Explicitly NOT done (rationale)

  • No MetalLB IP merging — infeasible without losing client-IP/QUIC/HA (above).
  • No mail Virtual IP — mail binds pfSense's own 10.0.20.1, the most stable IP in the system; the 2026-06-02 incident was a DNS split-horizon bug, not an IP move. A mail VIP is 4 NAT + 5 filter + HAProxy cutover on the live mail path for marginal "identity" benefit. Skipped.
  • No nginx-alias delete / NAT literal→alias — pfSense rule cosmetics; left for a later pfSense-focused pass (would also need the web filter F#2/F#3 nginxtraefik_lb repoint to avoid breaking 80/443).
  • No Terraform IP variable — see registry rationale above.

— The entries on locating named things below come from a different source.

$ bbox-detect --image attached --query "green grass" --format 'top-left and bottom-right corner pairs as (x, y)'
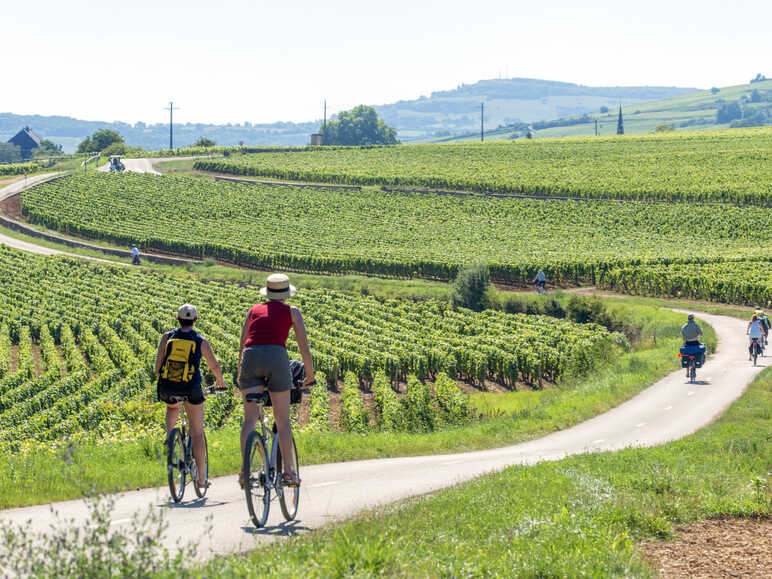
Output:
(0, 226), (128, 263)
(0, 304), (700, 508)
(192, 369), (772, 577)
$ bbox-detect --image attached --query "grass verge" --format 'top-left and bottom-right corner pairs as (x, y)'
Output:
(191, 369), (772, 577)
(0, 303), (700, 508)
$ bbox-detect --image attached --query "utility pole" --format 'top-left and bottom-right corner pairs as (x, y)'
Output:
(164, 101), (180, 151)
(480, 103), (485, 143)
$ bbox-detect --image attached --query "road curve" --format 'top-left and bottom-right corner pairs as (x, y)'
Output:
(0, 314), (763, 557)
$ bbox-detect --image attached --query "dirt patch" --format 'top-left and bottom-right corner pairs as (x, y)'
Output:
(0, 195), (22, 219)
(640, 518), (772, 579)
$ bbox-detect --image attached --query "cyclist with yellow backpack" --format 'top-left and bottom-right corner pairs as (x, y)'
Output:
(155, 304), (226, 488)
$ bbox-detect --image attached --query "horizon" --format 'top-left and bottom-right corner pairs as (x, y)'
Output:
(0, 0), (772, 125)
(0, 77), (712, 126)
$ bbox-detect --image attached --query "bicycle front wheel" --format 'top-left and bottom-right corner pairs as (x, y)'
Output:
(166, 428), (187, 503)
(243, 431), (271, 527)
(190, 434), (209, 499)
(276, 435), (300, 521)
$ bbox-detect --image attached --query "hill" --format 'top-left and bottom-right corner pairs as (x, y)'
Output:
(0, 113), (319, 153)
(435, 80), (772, 142)
(0, 78), (694, 152)
(375, 78), (697, 141)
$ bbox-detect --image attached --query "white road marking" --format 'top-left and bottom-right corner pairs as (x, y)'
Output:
(306, 480), (340, 489)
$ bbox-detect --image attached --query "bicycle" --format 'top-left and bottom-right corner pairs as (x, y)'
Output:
(243, 381), (316, 528)
(166, 388), (219, 503)
(750, 338), (762, 366)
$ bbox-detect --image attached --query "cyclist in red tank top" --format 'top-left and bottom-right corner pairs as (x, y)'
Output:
(237, 273), (315, 486)
(244, 300), (292, 348)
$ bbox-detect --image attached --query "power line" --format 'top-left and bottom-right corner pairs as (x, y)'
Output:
(164, 101), (180, 151)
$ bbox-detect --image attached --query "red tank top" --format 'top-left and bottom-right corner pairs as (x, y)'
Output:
(244, 300), (292, 348)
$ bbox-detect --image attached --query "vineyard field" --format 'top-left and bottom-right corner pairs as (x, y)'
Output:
(22, 172), (772, 284)
(0, 246), (624, 451)
(0, 161), (41, 177)
(600, 260), (772, 308)
(195, 127), (772, 206)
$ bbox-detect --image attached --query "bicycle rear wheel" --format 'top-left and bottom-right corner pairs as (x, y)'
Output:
(276, 435), (300, 521)
(244, 430), (271, 527)
(190, 434), (209, 499)
(166, 428), (187, 503)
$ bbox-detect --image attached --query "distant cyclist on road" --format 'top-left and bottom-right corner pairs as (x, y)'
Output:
(681, 314), (702, 346)
(531, 270), (547, 292)
(238, 273), (314, 486)
(131, 245), (139, 265)
(681, 314), (705, 378)
(756, 306), (770, 341)
(745, 314), (766, 360)
(155, 304), (226, 488)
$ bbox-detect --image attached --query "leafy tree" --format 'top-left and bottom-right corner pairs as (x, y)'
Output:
(716, 101), (743, 123)
(191, 137), (217, 147)
(35, 139), (63, 157)
(0, 143), (21, 163)
(78, 129), (125, 153)
(451, 263), (490, 312)
(320, 105), (399, 146)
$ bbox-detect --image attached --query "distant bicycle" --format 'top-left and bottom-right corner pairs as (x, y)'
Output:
(243, 382), (315, 527)
(750, 338), (763, 366)
(166, 388), (220, 503)
(678, 344), (705, 384)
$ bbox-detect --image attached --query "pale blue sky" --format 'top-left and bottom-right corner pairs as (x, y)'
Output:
(0, 0), (772, 123)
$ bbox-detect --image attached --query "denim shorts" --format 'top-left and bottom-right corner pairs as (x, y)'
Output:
(239, 344), (292, 392)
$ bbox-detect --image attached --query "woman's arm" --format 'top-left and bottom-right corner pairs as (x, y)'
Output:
(290, 306), (315, 384)
(201, 339), (225, 388)
(238, 312), (249, 369)
(155, 334), (169, 376)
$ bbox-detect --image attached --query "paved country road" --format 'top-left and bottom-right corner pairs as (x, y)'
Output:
(0, 314), (762, 556)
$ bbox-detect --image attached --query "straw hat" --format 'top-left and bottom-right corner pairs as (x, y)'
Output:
(260, 273), (296, 300)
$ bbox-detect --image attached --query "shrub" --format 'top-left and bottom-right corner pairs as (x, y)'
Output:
(451, 263), (490, 312)
(306, 372), (330, 431)
(399, 375), (436, 432)
(373, 372), (400, 430)
(434, 372), (470, 424)
(340, 372), (369, 432)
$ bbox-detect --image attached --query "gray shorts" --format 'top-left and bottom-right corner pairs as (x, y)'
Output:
(239, 345), (292, 392)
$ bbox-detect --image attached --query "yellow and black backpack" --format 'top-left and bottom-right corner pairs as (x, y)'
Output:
(160, 332), (201, 384)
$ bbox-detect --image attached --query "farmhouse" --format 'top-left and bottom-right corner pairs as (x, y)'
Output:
(8, 127), (40, 159)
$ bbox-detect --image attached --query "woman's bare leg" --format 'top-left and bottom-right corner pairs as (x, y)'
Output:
(271, 390), (297, 474)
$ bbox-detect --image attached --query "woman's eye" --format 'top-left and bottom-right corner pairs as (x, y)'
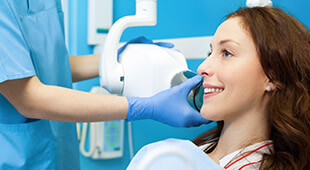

Known latent items (documented, not fixed here)

  • pfSense web filter rules F#2/F#3 reference nginx (.200) while their NAT targets traefik_lb (.203) — inconsistent but currently passing; fix in a pfSense pass.
  • pfSense NAT 53 hardcodes literal 10.0.20.201 instead of the technitium_dns alias.
  • In-cluster *.viktorbarzin.me split-horizon still resolves some hosts to the dead .200 (beads code-yh33) — the woodpecker hostAlias is the per-app workaround.
  • CrowdSec syslog remoteserver doc/config drift (.200 vs comment .202).